🤖 AI Summary
This study investigates the direct use of a real biological connectome as a neural network controller for whole-body motor control. Leveraging the complete brain connectome of Drosophila, the authors construct FlyGM—a directed message-passing graph neural network—and integrate it with a biomechanical body model to perform diverse locomotion tasks without task-specific architectural modifications. This work presents the first demonstration of an intact biological brain connectome serving as a policy network in reinforcement learning, revealing its inherent structural advantages for embodied control. Experimental results show that FlyGM significantly outperforms degree-preserving rewired graphs, random graphs, and multilayer perceptrons across multiple locomotion tasks, achieving superior sample efficiency and control performance.
📝 Abstract
Whole-brain biological neural networks naturally support the learning and control of whole-body movements. However, the use of brain connectomes as neural network controllers in embodied reinforcement learning remains unexplored. We investigate using the exact neural architecture of an adult fruit fly's brain for the control of its body movement. We develop Fly-connectomic Graph Model (FlyGM), whose static structure is identical to the complete connectome of an adult Drosophila for whole-body locomotion control.
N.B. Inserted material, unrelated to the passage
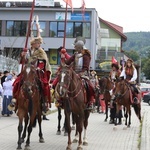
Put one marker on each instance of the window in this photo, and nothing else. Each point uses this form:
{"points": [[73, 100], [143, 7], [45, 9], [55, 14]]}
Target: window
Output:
{"points": [[53, 29], [16, 28], [42, 27], [86, 30], [77, 29], [0, 27], [73, 29]]}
To perform dynamical control, FlyGM represents the static connectome as a directed message-passing graph to impose a biologically grounded information flow from sensory inputs to motor outputs. Integrated with a biomechanical fruit fly model, our method achieves stable control across diverse locomotion tasks without task-specific architectural tuning. To verify the structural advantages of the connectome-based model, we compare it against a degree-preserving rewired graph, a random graph, and multilayer perceptrons, showing that FlyGM yields higher sample efficiency and superior performance. This work demonstrates that static brain connectomes can be transformed to instantiate effective neural policy for embodied learning of movement control.